I’ve been hiring in anger since 2018, applied for 1 job (sent about 10 applications) and hired over three companies. First was an 800 person company that grew to 2000 while I was there, second I was hire number 2 for a startup and I hired the full 15 person engineering team, and a decent chunk of the non engineering product/test roles into. 50 person company . Third (current role) I’ve been involved in hiring about 8 people in the last 6 months that I’ve been here. It’s a 45 person company, but a subsidiary of a 30k multinational whose hiring practices we use.

> but what you are saying is definitely the exception to the common narrative nor does it match what I've seen.
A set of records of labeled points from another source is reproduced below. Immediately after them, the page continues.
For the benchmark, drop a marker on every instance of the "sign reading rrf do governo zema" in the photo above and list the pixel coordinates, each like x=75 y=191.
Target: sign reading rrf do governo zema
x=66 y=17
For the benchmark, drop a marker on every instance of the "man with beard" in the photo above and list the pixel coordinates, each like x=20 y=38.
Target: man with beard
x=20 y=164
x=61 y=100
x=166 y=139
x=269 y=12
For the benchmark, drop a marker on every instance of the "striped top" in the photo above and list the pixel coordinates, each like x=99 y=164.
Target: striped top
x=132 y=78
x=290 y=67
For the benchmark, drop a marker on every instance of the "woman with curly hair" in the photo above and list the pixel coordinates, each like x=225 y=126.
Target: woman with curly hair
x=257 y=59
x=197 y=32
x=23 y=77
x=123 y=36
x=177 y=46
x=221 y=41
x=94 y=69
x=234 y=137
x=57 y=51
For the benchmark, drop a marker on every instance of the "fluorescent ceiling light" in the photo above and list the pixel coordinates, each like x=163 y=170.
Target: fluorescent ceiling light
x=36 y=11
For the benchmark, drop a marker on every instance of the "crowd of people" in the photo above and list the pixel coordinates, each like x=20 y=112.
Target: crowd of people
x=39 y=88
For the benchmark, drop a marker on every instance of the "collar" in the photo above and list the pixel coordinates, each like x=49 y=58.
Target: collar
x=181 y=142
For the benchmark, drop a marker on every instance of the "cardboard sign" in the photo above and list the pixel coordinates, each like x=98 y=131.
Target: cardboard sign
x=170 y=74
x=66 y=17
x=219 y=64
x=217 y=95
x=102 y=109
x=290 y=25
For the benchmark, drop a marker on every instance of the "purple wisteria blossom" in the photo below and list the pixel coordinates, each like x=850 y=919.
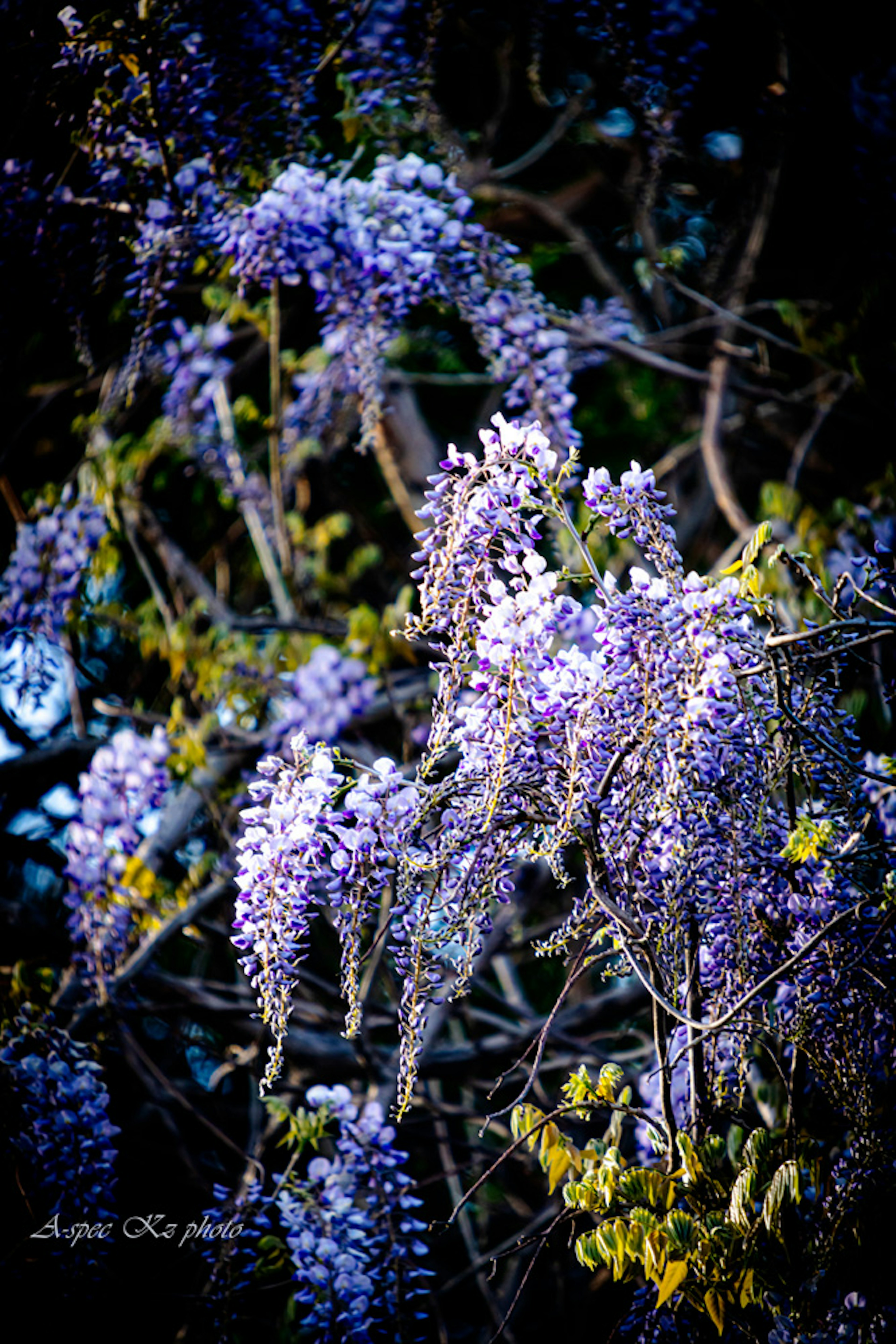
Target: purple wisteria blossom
x=354 y=1242
x=373 y=250
x=127 y=780
x=65 y=1138
x=46 y=570
x=327 y=694
x=651 y=751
As an anecdote, I posted on who’s hiring here, and we used a separate job requisition for HN, (this was my last job where we went from 2 -> 15 people). We got about 30 applications in the 7 days following that on that req, and of those 30, only one came even remotely close to meeting the requirements on the JD - we were looking for someone with a few years experience in a Java like language, in a Europe/US time zone. Most of the candidates failed both of those criteria, hard. My point being that people who are frustrated with their situation are likely to be more vocal than someone who isn’t.

I’ve spent enough time on HN reading about topics I know a lot about, and seeing people confidently claim how X is easy or if they just Y, and they’re totally wrong. I know a decent amount about working on the hiring side - it’s been a core component of my job for the last 6 years. I’ve worked with recruiters both internal and external, spent far more time with greenhouse than any engineer should ever have to do.

My feeling is that there’s far less sophistication going on, and the dearth of human responses (which is problematic) lets people make up their own reasons as to why it’s not working when the reality is that there’s just a hell of a lot of applicants for every single job.